Church of England offers coffee, cake and community solidarity as it “prays for country” ahead of Brexit

Since the referendum, it has had the capacity to create awkward silences at dinner parties, the demise of even the strongest relationships and rifts across the family dinner table.

However the Church of England has now proffered itself as the unlikely mediator amid Brexit discussions and division.

As negotiations reach a pivotal point in parliament and Europe, churches yesterday[TUES] announced that they will host a weekend prayer to encourage people to “get together and chat over a cup of tea and pray for our country and our future”.

The initiative, backed by the Archbishops of Canterbury and York, will see churches across the country hosting informal café-style meetings over the weekend of March 30 to bring together people of all opinions and to encourage open discussion.

Introductory notes for those taking part urge respect for the integrity of opposing views, and encouraging communities which feel the same about the issues to use their imagination to consider the viewpoints of those who feel differently.

Resource packs include specially-chosen Bible passages and prompt questions to start conversations. Questions for those attending include:

‘What effect has Brexit had in your family relationships, friendships etc and if you disagreed, has it been possible to disagree well?’ and: ‘What are the three main things we have in common that we can build on for a better future as a community and as a nation?’

They also include a new prayer entitled ‘a prayer for the nation’. It reads:

‘God of hope, in these times of change, unite our nation and guide our leaders with your wisdom.
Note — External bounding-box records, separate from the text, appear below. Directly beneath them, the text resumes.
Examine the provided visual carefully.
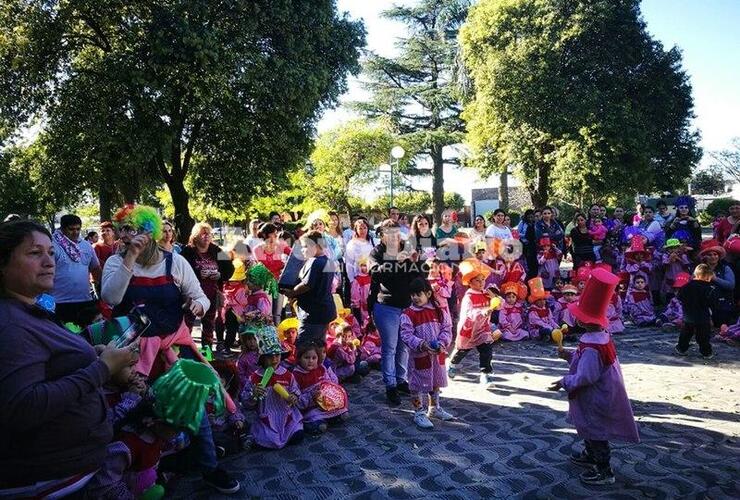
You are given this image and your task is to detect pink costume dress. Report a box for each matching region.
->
[293,365,349,423]
[241,366,303,449]
[400,304,452,393]
[624,290,655,325]
[326,342,357,380]
[528,304,558,339]
[661,252,691,294]
[498,302,529,341]
[455,288,493,350]
[350,273,370,332]
[606,293,624,334]
[560,331,640,443]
Give us courage to overcome our fears, and help us to build a future, and help us to build a future in which all may prosper and share; through Jesus Christ our Lord. Amen.”

Last month the Archbishop of Canterbury, Justin Welby, announced that he was preparing for five days of prayer after Brexit.

He said he wants to pray in public with the leaders of the Catholic, Methodist, Baptist and United Reformed churches on the day after Britain leaves.